Si has notado que las hojas de tus rosas se están enrollando o tienen un brillo pegajoso, no estás solo; este 2026, las plagas de pulgones se han adelantado debido a las temperaturas inusualmente altas en España. Ignorar estos pequeños insectos hoy significa perder la floración de toda la temporada mañana. Por eso, hoy te revelo cómo el purín de ortiga y otras soluciones de agricultura ecológica pueden salvar tu jardín sin usar químicos tóxicos.
¿Por qué tus rosas son el blanco perfecto este año?
En mi experiencia recorriendo viveros desde el Levante hasta Andalucía, he notado un patrón claro: los inviernos más cortos han provocado que las plagas despierten antes de tiempo. Los pulgones adoran los brotes tiernos de las rosas, de donde extraen la savia rica en azúcares.
Pero hay un detalle que muchos pasan por alto: si ves hormigas subiendo por el tallo, tienes un problema doble. Las hormigas actúan como «pastoras», protegiendo a los pulgones de sus depredadores naturales para alimentarse de la melaza que estos segregan. En España, con la primavera cálida instalada desde marzo, la prevención ya no es opcional, es una necesidad urgente.
El tesoro verde: Purín de ortiga para fortalecer y proteger
La ortiga no es una mala hierba, es un superalimento para tus plantas. No solo elimina la plaga, sino que actúa como un estimulante inmunológico. Aquí tienes la receta exacta que mejores resultados me ha dado:
- Recolecta 1 kg de ortiga joven (aprovecha las zonas húmedas de tu localidad).
- Sumérgelas en 10 litros de agua (preferiblemente de lluvia o reposada).
- Deja fermentar entre 10 y 14 días en un lugar sombreado, removiendo la mezcla a diario.
- Truco de experto: Para pulverizar, diluye el líquido en una proporción de 1:20. Esto debilita a los pulgones y aporta nitrógeno directamente a las hojas.
La alternativa aromática: Tomillo y alcohol
Si no tienes acceso a ortigas frescas, el tomillo es un aliado excepcional y muy común en nuestros montes. Mezcla 20 g de tomillo seco con 0,5 l de agua y 0,5 l de alcohol o aguardiente. Tras dejarlo reposar un día y filtrarlo, tendrás un potente repelente. Al pulverizar, asegúrate de mojar bien el envés de las hojas, que es donde se esconden los «polizones».
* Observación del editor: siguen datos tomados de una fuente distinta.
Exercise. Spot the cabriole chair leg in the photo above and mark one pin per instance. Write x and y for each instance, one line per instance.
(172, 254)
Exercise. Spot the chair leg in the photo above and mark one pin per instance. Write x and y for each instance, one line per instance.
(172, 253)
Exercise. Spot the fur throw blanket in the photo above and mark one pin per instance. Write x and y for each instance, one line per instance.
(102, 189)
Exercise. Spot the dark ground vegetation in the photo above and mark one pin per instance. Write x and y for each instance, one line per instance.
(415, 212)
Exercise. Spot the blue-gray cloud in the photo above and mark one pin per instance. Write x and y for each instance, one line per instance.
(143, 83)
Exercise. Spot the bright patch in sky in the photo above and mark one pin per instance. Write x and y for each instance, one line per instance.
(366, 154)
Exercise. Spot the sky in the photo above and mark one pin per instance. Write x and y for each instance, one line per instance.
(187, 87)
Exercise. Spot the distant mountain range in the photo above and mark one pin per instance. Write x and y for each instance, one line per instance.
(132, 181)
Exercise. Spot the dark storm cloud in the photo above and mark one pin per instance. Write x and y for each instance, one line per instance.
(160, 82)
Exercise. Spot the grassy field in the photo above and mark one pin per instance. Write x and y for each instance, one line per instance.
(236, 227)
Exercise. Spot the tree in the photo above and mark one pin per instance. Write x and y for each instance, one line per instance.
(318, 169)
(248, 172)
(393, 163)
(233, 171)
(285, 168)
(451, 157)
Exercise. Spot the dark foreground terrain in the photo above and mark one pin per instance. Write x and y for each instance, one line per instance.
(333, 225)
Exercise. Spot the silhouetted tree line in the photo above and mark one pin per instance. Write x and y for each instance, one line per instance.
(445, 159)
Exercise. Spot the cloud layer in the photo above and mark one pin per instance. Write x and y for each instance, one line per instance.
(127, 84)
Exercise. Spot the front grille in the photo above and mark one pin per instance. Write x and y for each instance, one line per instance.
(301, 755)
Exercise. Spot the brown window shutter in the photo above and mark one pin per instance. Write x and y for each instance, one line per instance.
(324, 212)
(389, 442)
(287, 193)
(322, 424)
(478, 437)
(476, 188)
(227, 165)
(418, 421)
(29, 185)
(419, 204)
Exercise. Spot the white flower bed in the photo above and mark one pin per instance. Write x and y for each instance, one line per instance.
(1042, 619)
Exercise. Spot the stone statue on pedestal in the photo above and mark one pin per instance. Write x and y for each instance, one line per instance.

Control biológico: Invita a las «guerreras» a tu jardín
No todo se soluciona con pulverizadores. La agricultura ecológica moderna apuesta por la biodiversidad. Las mariquitas (Coccinellidae) son auténticas máquinas de devorar pulgones; una sola larva puede comerse cientos de ellos en un día.
En mi jardín, he instalado «hoteles de insectos» —pequeñas estructuras de madera y cañas— para que estos insectos beneficiosos y las crisopas tengan donde refugiarse. Además, plantar caléndulas o romero cerca de tus rosas sirve como una «pantalla de distracción» perfecta. Las plagas acudirán a estas especies dejando tus flores en paz.
Solución de choque: El dúo dinámico de Jabón y Neem
A veces, la plaga es tan masiva que las infusiones se quedan cortas. Si tus rosales están cubiertos de una capa negra o pegajosa, necesitas el estándar de choque español: la mezcla de jabón potásico y aceite de Neem.
El jabón potásico reblandece el exoesqueleto de los pulgones, permitiendo que el aceite de Neem penetre y los neutralice de forma sistémica. Lo mejor de todo es que esta combinación es totalmente respetuosa con las abejas y otros polinizadores. Recuerda aplicar esto siempre al atardecer, cuando el sol ya no castiga, para evitar quemaduras en los pétalos.
- Paso 1: Diluye 20 ml de jabón por cada litro de agua.
- Paso 2: Añade 5 ml de aceite de Neem.
- Paso 3: Repite el tratamiento cada 3 o 5 días hasta que la plaga desaparezca por completo.
Mantener un jardín sano es un baile constante con la naturaleza. Este año, el clima nos obliga a ser más observadores que nunca. Y tú, ¿ya has visto los primeros pulgones en tus plantas o has conseguido mantenerlos a raya con algún truco casero?